"A Gentleman of Superior Cultivation and Refinement": Recovering the Biography of Frank J. Webb

African American Review, Summer, 2001 by Eric Gardner

Webb's reasons for choosing Galveston are hazy at best. Perhaps, like many Americans, he still saw it as part of the mythical West; perhaps he became familiar with Galveston's Black community during his time with the Freedmen's Bureau (about which, the 1870 city directory--after noting under the heading "Public Schools and Colleges" that "the city has none!"-- rather sarcastically says, "erected a good frame building, for the use of the people of color" [11]). By 1880, Galveston boasted sixteen "colored organizations," including the Grant Rifles, the Lincoln Guards, and a city band (75-77).

Austin says that, after Webb left the postal service, the Webbs continued in Galveston, where Webb worked as a principal and school teacher (1881c.1894) (2796). I have been unable to find record of this; Webb does not appear at all in Galveston directories for 1879-1882. Rather, my research has traced the Webb family to the small city of Columbus, Colorado County, Texas, which is about halfway between Galveston and Austin. The Webb family--now including two additional children born in Texas, Ethelrid (age 5) and Thomas R. (age 2), as well as Mary Rodgers Webb's brother August H. Rodgers (age 30, race "mulatto," birthplace Jamaica, no occupation listed, marked as divorced/widowed) and sister or sister-in-law Sarah A. Rodgers (age 28, race "mulatto," birthplace Jamaica, no occupation listed, marked as married)--appear in the 1880 U.S. Census of Columbus in a home on Crocket Street. All ten members of the household are listed as being in good health, and all who are old enough are listed as literate. The vast m ajority of their neighbors are African Americans. Frank's job is listed as "P0 Clerk Store"; Evangeline, Ruth, and Clarissa (Clarice) are all listed as "scholars."

Colorado County had a large Black population for much of the nineteenth century; according to Bill Stein, in 1860 almost half of the county's residents were slaves, many of whom lived on large cotton plantations (45). Although anti-Black sentiments often ran high, Colorado County's Black community "exerted a powerful political influence over the county" in and after Reconstruction, and served in a range of community, county, and even state offices (47-48).
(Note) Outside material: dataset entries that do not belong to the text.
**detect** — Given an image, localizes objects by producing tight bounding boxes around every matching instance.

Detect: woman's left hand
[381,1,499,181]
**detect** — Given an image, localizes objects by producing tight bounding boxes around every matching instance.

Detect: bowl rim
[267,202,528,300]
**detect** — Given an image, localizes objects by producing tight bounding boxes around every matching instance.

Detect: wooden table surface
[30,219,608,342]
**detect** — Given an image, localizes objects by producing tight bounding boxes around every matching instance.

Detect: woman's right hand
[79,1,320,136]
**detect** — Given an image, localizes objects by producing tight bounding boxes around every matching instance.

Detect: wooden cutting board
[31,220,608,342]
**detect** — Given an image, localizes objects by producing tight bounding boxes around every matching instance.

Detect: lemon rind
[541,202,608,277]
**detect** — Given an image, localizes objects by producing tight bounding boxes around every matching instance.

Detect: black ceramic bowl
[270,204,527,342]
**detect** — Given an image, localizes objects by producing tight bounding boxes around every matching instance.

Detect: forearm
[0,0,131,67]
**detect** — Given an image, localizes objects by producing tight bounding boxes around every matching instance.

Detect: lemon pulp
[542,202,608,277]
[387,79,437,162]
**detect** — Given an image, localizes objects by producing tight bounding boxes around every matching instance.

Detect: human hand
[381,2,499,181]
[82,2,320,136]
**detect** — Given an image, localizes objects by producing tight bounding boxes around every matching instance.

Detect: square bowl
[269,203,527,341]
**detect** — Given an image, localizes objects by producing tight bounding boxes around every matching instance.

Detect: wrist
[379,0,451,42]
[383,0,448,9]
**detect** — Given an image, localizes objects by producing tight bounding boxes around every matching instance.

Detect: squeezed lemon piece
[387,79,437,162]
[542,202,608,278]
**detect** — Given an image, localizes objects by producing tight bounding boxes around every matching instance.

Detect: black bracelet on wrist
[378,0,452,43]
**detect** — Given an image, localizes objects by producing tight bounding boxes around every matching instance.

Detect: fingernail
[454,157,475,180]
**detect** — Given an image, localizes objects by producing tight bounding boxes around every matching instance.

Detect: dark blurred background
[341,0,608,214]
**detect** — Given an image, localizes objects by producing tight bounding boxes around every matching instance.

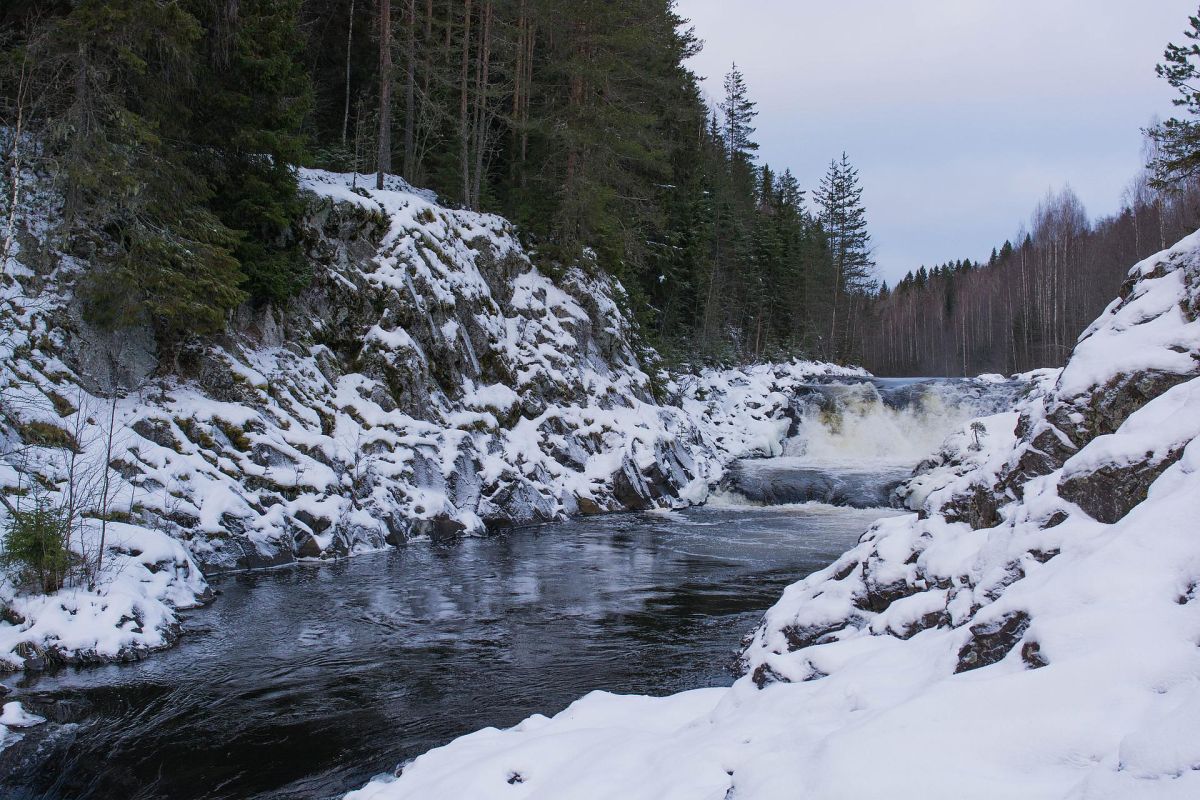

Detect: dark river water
[0,505,886,800]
Figuring Frank Webb's dialogue with this rough and tumble county--which was still having prominent gunfights at the end of the nineteenth century--should provide significant ground for future research, especially given Colorado County Black teacher Robert Lloyd Smith's organization of the Farmers Improvement Society in early 1890 with "the intention of bringing 'the American Negro up to a high standard of citizenship'" (47-48). Smith was elected to the state legislature in 1894, setting off a decade of intense white resentment during which a "White Man's P arty" was established (in 1902) that worked, fairly effectively, to disenfranchise Blacks by controlling Democratic party primaries (48-49). If, as Austin asserts, Webb was alive until 1894 and was, as my work with the 1880 census suggests, settled in this area, he would have spent his final years in the thick of yet another conflict over the establishment of a Black nationalist presence in the United States.